Un racconto. “Un uomo dell’Estremo Nord cerca una via di sfogo al proprio sentimento, non distrutto né del tutto avvelenato da decenni di vita alla Kolyma. L’uomo spedisce per via aerea un plico: non libri, fotografie o versi, ma un ramo di lance, un ramo morto della natura vivente. A Mosca mettono questo strano regalo – il ramo di un albero artico, colore marrone chiaro, secco, raffreddato dai venti della traversata aerea, avvizzito, strapazzato nel vagone postale, severo e scarno – nell’acqua. Lo mettono in un barattolo da conserva, riempito con la caustica acqua dorata e disinfettata dell’acquedotto di Mosca, un’acqua che, si direbbe, è ben contenta di far disseccare ogni cosa che vive: la morta acqua dei rubinetti di Mosca. (…) Passano tre giorni e tre notti e la padrona di casa viene svegliata da uno strano, vago odore di resina, debole, sottile, nuovo. Nella ruvida pelle legnosa si sono aperti e sono apparsi distintamente gli aghi – freschi, giovani e vitali, dal colore verde – i nuovi germogli”. (Varlam Šalamov, La resurrezione del larice)
Nei vangeli ritroviamo diversi racconti pasquali della risurrezione di Gesù. Ogni evangelista sviluppa una particolare prospettiva teologica e narrativa. Quello che qui cerchiamo di fare è di tratteggiare alcuni di questi elementi. In particolare, ci soffermiamo su alcuni segni utilizzati per parlare della risurrezione di Gesù attraverso le diverse narrazioni evangeliche.

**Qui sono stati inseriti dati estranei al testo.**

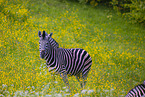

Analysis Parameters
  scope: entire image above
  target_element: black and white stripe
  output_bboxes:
[38,31,92,91]
[125,81,145,97]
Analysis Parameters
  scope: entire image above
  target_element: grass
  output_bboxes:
[0,0,145,96]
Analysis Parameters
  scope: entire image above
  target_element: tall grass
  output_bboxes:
[0,0,145,96]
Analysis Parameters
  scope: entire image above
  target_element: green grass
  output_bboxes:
[0,0,145,96]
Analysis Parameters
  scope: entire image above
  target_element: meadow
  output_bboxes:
[0,0,145,96]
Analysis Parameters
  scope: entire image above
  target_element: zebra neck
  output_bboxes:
[45,48,57,67]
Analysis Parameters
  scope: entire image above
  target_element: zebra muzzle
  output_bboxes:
[40,50,45,59]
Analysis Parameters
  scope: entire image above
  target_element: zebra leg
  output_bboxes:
[82,64,91,88]
[49,70,56,87]
[51,74,56,81]
[75,75,83,88]
[82,73,88,88]
[60,72,70,92]
[75,73,85,89]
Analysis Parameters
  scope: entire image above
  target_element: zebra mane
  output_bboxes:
[49,37,59,48]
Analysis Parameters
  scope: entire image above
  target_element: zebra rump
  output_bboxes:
[125,81,145,97]
[38,31,92,91]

L’evento della risurrezione non può essere descritto in se stesso. È un evento che si colloca oltre il tempo e lo spazio. I vangeli cercano di rappresentare le conseguenze di questo evento. Innanzi tutto, vengono tratteggiati gli scenari che si aprono a livello di esperienza come discepoli e discepole del Signore. In seguito, ci sarà, nelle Lettere e negli altri scritti neotestamentari, lo sviluppo teologico dell’evento-risurrezione. I vangeli contengono una variegata prospettiva di segni che ci presentano lo svelamento della risurrezione di Gesù.

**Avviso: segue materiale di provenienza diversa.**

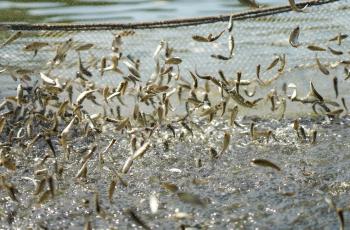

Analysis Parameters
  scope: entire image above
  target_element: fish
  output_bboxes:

Il primo segno che manifesta la risurrezione di Gesù è quello della tomba vuota. I quattro vangeli, seppure in modo differente, raccontano della scoperta da parte delle donne della tomba vuota. Esse si erano recate alla tomba di Gesù con olii aromatici per imbalsamarne il corpo, ma la trovano aperta e vuota. Tutti e quattro i vangeli riportano il segno della tomba vuota, con differenze tra le diverse narrazioni. Nel vangelo di Marco – quello più antico – è l’unico segno riportato nel testo originale (cioè il testo precedente alla redazione del “finale lungo”). Questo segno precede tutte le apparizioni di Gesù.

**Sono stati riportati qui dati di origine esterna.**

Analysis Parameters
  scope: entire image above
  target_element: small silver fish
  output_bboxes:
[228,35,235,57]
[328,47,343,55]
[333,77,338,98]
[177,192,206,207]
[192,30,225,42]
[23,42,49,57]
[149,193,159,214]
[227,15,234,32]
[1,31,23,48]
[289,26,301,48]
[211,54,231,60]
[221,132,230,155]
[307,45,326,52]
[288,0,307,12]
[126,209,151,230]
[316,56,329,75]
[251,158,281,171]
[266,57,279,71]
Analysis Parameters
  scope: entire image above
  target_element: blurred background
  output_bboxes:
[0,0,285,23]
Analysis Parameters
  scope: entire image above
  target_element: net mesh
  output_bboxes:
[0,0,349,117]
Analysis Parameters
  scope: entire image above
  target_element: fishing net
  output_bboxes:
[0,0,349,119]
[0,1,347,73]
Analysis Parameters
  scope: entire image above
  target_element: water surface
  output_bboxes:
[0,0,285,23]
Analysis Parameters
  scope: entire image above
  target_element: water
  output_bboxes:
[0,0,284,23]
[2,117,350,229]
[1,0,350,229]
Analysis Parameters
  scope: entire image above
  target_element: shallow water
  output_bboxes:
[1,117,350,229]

Il segno della tomba vuota si presta a molteplici interpretazioni. Perché la tomba è vuota? Il corpo di Gesù è stato rubato? I Vangeli stessi parlano di dicerie secondo cui il corpo di Gesù sarebbe stato trafugato dalla tomba. Sono i capi dei sacerdoti che suggeriscono ai soldati di guardia di affermare: “I suoi discepoli sono venuti di notte e l'hanno rubato, mentre noi dormivamo” (Mt 28,11-15).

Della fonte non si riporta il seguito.